A ciência tende, assim, a unidimensionalizar a realidade, fazê-la aparecer sob uma perspectiva, uma dimensão. A compreensão unidimensional da realidade atinge a tudo, inclusive, o homem, e engloba toda a realidade. Esta 'cientifização' do real contaminou também a política, é o que parece nos dizer Nietzsche. A universalização dessas noções está no bojo da crítica que Nietzsche faz a política de seu tempo, que está enraizada em compreensões universais e vazias do que sejam as coisas. “A humanidade! Já existiu velha mais medonha, entre todas as velhas? Não, nós não amamos a humanidade; por outro lado, estamos longe de ser suficientemente “alemães”, como hoje é corrente a palavra “alemão”, para falar em prol do nacionalismo e do ódio racial, para poder nos regozijar do nacionalista envenenamento do sangue e sarna de coração, em virtude do qual cada povo da Europa de hoje se fecha e se tranca, como se estivessem todos de quarentena”. Se por um lado Nietzsche nega uma visão universal do homem, por outro, também rejeita ser um “alemão”, pois os nacionalismos que surgem são, para Nietzsche, um contra-movimento ao universalismo: os nacionalismos são movimentos onde os povos procuram se afirmar como A humanidade, como a via segura, plena e certa da humanidade. “Bem preferimos viver nas montanhas, à parte, 'extemporaneamente', em séculos passados ou vindouros, apenas a fim de nos poupar o mudo furor a que nos saberíamos condenados, como testemunhas de uma política que torna desolado o espírito alemão, ao torná-lo vão, e que é, além de tudo, política pequena: não necessita ela plantar sua própria criação entre dois ódios mortais, para que esta não se desfaça imediatamente? Não tem ela de querer a perpetuação dos pequenininhos Estados europeus?”. Segundo Nietzsche, à medida que os povos Europeus buscam afirmar-se enquanto a humanidade, não enquanto eles mesmos, cria-se ai um ambiente perfeito para gestar a criação da “política pequena”, que é a própria criação da vontade de verdade: de uma tranquilidade que permita ao homem furtar-se de ter de vir a ser o que ele é. A política pequena, assim, é o reino da subjetividade humana, o lugar onde se decide a perpetuação do que é velho e doente, onde se preza pela tranquilidade. Esse periodo, para Nietzsche, é a “era clássica da guerra, da guerra instruída e ao mesmo tempo popular na maior escala (dos meios, dos talentos, da disciplina)”.
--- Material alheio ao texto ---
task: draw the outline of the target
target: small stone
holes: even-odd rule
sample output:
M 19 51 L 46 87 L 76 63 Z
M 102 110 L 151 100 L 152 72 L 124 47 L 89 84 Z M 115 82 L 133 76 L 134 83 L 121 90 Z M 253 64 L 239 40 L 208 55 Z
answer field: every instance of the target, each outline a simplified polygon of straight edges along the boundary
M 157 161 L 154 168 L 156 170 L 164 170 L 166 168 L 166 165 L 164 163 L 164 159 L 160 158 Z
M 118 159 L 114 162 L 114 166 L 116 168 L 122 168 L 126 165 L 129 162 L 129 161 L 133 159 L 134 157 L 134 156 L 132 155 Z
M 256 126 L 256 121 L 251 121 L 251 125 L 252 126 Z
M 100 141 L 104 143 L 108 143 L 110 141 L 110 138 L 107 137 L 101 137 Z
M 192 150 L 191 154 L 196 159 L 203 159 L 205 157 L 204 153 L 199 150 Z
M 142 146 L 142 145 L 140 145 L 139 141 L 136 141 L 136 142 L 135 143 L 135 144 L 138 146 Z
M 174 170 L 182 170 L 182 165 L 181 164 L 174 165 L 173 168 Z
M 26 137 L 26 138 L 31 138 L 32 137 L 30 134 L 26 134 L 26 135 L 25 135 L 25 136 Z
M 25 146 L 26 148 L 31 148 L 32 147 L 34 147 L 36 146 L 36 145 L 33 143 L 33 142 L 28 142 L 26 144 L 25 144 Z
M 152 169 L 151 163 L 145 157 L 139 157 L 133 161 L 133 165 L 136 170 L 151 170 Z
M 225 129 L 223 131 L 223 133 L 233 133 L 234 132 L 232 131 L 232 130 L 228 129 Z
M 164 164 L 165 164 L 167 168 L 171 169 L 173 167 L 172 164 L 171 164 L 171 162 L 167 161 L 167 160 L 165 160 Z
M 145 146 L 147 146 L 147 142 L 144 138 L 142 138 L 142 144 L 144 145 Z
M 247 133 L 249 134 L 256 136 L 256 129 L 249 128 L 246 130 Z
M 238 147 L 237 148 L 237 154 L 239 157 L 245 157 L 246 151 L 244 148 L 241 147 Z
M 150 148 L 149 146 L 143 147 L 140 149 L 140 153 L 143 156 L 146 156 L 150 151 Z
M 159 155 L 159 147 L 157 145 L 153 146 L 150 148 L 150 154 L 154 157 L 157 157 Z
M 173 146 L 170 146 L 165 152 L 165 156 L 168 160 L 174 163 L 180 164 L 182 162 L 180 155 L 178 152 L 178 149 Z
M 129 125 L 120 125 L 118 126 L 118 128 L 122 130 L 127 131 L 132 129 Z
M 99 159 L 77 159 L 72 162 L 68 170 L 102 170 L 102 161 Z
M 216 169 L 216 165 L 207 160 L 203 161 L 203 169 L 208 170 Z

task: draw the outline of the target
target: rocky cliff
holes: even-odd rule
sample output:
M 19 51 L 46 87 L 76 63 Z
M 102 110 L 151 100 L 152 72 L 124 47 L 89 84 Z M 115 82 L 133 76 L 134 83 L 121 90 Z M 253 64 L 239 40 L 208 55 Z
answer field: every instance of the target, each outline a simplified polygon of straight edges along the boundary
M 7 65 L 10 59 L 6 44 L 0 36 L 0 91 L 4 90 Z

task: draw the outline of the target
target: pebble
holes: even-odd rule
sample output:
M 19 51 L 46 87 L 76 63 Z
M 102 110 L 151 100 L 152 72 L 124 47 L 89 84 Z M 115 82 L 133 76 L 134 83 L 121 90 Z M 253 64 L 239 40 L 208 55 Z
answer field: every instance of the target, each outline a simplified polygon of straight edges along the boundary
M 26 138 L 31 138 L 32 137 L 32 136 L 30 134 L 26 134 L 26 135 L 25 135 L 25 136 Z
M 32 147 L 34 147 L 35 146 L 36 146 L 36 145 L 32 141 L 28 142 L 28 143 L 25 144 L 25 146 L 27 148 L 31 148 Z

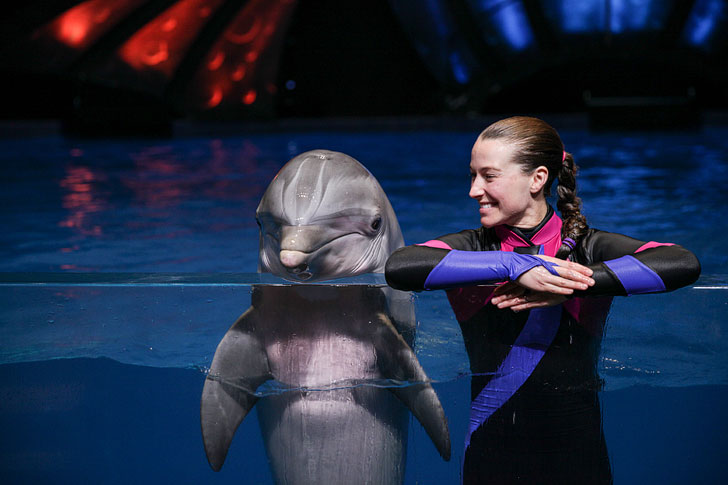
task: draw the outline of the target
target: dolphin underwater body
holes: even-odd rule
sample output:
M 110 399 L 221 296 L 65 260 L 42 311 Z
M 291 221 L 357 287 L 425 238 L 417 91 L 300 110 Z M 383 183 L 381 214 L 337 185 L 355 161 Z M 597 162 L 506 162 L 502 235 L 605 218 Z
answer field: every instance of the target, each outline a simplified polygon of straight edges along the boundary
M 403 245 L 376 179 L 353 158 L 314 150 L 288 162 L 256 213 L 259 271 L 293 281 L 383 272 Z M 376 285 L 253 288 L 251 307 L 220 342 L 205 380 L 202 435 L 219 470 L 258 404 L 277 483 L 401 483 L 407 408 L 445 460 L 447 420 L 406 338 L 408 293 Z M 285 391 L 261 398 L 261 384 Z

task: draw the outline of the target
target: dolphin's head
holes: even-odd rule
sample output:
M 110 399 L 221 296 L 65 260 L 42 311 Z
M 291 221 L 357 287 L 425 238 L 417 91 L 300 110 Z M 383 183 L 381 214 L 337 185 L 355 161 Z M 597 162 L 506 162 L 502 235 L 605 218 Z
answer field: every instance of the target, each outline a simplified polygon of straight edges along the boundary
M 302 153 L 268 186 L 256 211 L 258 271 L 294 281 L 383 272 L 404 244 L 374 176 L 348 155 Z

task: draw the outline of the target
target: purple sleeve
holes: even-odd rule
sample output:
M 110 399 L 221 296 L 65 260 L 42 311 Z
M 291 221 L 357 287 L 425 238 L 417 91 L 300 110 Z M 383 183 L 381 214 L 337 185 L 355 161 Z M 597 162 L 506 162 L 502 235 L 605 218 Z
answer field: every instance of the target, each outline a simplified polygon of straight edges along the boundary
M 617 276 L 627 295 L 665 291 L 662 278 L 634 256 L 622 256 L 604 264 Z
M 432 269 L 424 287 L 427 290 L 436 290 L 514 281 L 536 266 L 544 266 L 558 276 L 552 263 L 530 254 L 452 250 Z

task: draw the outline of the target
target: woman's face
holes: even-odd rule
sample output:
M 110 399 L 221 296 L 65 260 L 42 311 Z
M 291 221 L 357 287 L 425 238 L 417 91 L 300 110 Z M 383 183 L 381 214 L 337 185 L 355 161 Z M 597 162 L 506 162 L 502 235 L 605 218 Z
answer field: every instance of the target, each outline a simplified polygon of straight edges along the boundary
M 539 167 L 524 173 L 512 162 L 515 148 L 498 139 L 478 140 L 470 157 L 470 197 L 480 204 L 480 222 L 485 227 L 500 224 L 529 228 L 546 215 L 541 188 L 548 171 Z M 543 169 L 543 170 L 541 170 Z

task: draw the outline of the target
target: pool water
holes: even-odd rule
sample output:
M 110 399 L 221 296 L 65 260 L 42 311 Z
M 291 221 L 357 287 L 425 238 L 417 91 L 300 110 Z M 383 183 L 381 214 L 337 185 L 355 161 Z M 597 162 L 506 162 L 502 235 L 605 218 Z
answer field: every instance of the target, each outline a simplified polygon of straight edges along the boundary
M 327 148 L 367 166 L 407 243 L 478 224 L 467 197 L 477 129 L 223 131 L 0 139 L 3 483 L 271 482 L 255 413 L 223 470 L 209 469 L 199 399 L 217 342 L 249 304 L 258 200 L 296 154 Z M 682 244 L 703 266 L 691 288 L 615 302 L 600 362 L 615 483 L 722 483 L 728 128 L 560 132 L 591 225 Z M 160 276 L 99 283 L 130 272 Z M 453 458 L 443 462 L 411 420 L 406 483 L 458 483 L 467 357 L 444 295 L 415 303 L 416 353 L 448 416 Z

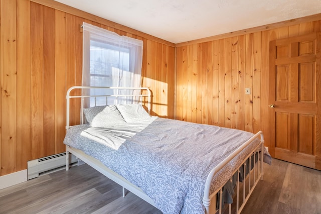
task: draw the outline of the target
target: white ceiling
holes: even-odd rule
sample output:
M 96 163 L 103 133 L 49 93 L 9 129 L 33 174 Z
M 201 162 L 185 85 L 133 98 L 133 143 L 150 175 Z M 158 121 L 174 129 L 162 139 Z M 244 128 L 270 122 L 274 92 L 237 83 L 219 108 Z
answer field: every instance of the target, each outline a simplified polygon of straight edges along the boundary
M 321 13 L 321 0 L 56 0 L 174 43 Z

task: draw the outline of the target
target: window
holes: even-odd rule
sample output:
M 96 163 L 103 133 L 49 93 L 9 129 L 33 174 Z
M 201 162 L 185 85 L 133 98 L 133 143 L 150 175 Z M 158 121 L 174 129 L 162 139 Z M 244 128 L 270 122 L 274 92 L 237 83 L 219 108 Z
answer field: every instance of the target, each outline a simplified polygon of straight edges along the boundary
M 142 41 L 84 23 L 83 85 L 140 87 Z M 90 89 L 91 95 L 106 94 L 101 89 Z M 117 90 L 109 94 L 119 94 Z M 126 91 L 126 93 L 130 92 Z M 108 104 L 114 100 L 108 100 Z M 106 103 L 104 98 L 92 98 L 85 106 Z

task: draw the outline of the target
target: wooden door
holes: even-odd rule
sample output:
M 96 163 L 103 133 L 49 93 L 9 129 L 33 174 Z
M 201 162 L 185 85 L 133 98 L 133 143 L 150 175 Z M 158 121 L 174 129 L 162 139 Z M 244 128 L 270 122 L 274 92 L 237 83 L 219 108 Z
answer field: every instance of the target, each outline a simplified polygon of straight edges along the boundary
M 272 157 L 321 169 L 320 33 L 270 42 Z

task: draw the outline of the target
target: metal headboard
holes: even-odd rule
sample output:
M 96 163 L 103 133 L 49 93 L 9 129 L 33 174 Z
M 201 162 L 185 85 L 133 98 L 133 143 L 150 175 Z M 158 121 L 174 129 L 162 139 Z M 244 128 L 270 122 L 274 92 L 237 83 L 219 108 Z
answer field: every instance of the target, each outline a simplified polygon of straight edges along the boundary
M 132 91 L 134 90 L 140 90 L 139 94 L 112 94 L 112 95 L 71 95 L 70 93 L 74 89 L 118 89 L 119 90 L 132 90 Z M 144 92 L 144 91 L 146 91 Z M 147 108 L 148 113 L 150 113 L 150 108 L 151 105 L 151 92 L 149 88 L 146 87 L 97 87 L 97 86 L 75 86 L 70 87 L 67 91 L 66 95 L 66 129 L 68 129 L 70 127 L 70 99 L 73 98 L 80 98 L 81 99 L 81 110 L 80 110 L 80 121 L 82 124 L 84 121 L 83 120 L 83 108 L 84 108 L 84 99 L 85 98 L 94 97 L 95 101 L 96 102 L 96 99 L 97 97 L 106 97 L 106 104 L 107 104 L 107 98 L 110 97 L 113 97 L 116 98 L 118 97 L 125 97 L 125 100 L 127 100 L 128 97 L 132 97 L 134 99 L 137 99 L 138 100 L 138 103 L 140 102 L 140 104 L 142 104 L 144 97 L 147 98 L 147 103 L 145 105 Z M 144 100 L 145 101 L 145 100 Z M 96 105 L 96 103 L 95 103 Z

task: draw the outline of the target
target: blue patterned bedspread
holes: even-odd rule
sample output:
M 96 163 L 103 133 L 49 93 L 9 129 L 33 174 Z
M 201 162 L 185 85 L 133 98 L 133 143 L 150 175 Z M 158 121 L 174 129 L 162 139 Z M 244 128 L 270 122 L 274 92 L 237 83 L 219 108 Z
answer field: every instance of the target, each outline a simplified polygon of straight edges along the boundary
M 204 213 L 202 199 L 209 173 L 253 135 L 158 118 L 142 131 L 135 131 L 134 127 L 131 124 L 121 127 L 122 132 L 134 134 L 124 137 L 125 140 L 118 149 L 81 136 L 89 128 L 86 125 L 72 127 L 64 142 L 100 160 L 141 188 L 162 211 L 171 214 Z M 116 128 L 104 129 L 114 131 Z M 218 173 L 212 191 L 229 180 L 237 165 L 258 143 L 257 139 Z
À guisa de conclusão, tentarei acenar para o que Nietzsche chama de “Grande Política”. A Grande Política pode ser compreendida como a política dos sem-patria. O próprio Nietzsche considera-se um sem-patria, pois sente-se um completo estranho no lugar onde vive: “Não 'conservamos' nada, tampouco queremos voltar a algum passado, não somos em absoluto 'liberais', não trabalhamos para o 'progresso' (...)”. Nietzsche não concebe a habitação do homem, sua pátria, como sendo determinada biologicamente, como o pertencimento a uma raça, ou nacionalmente, como o pertencimento a um tipo de nacionalismo. O sem-pátria, para Nietzsche, é aquele que sempre e a cada vez precisa conqusitar a sua casa, a sua pátria, o seu lugar. E isso se dá porque tal lugar é algo que sempre se perde. Um fragmento de Heráclito, pensador que Nietzsche admira, pode nos ajudar a esclarecer: “A morada do homem, o extraordinário” (frag. 119). A morada do homem – onde ele sempre está, o local que lhe é mais ordinário, comum – é o extraordinário. Com o extraordinário, porém, não se pode lidar ordinariamente – não se pode lidar buscando a tranquilidade, segurança, previsibilidade, mas torna-se necessária uma lida extraordinária com o extraordinário – uma lida que procure originariamente (no sentido de haurir da origem, não de compreensões derivadas dela), sempre e a cada vez, ser o que ele mesmo é. A Grande Política, assim, não se esgota nunca em um sistema político, mas sim a forma como podemos pensar a via pela qual o homem estabelece os seus lugares no mundo. A Grande Política gira em torno do tornar-se familiar com o mundo, no sentido de transformá-lo em sua morada.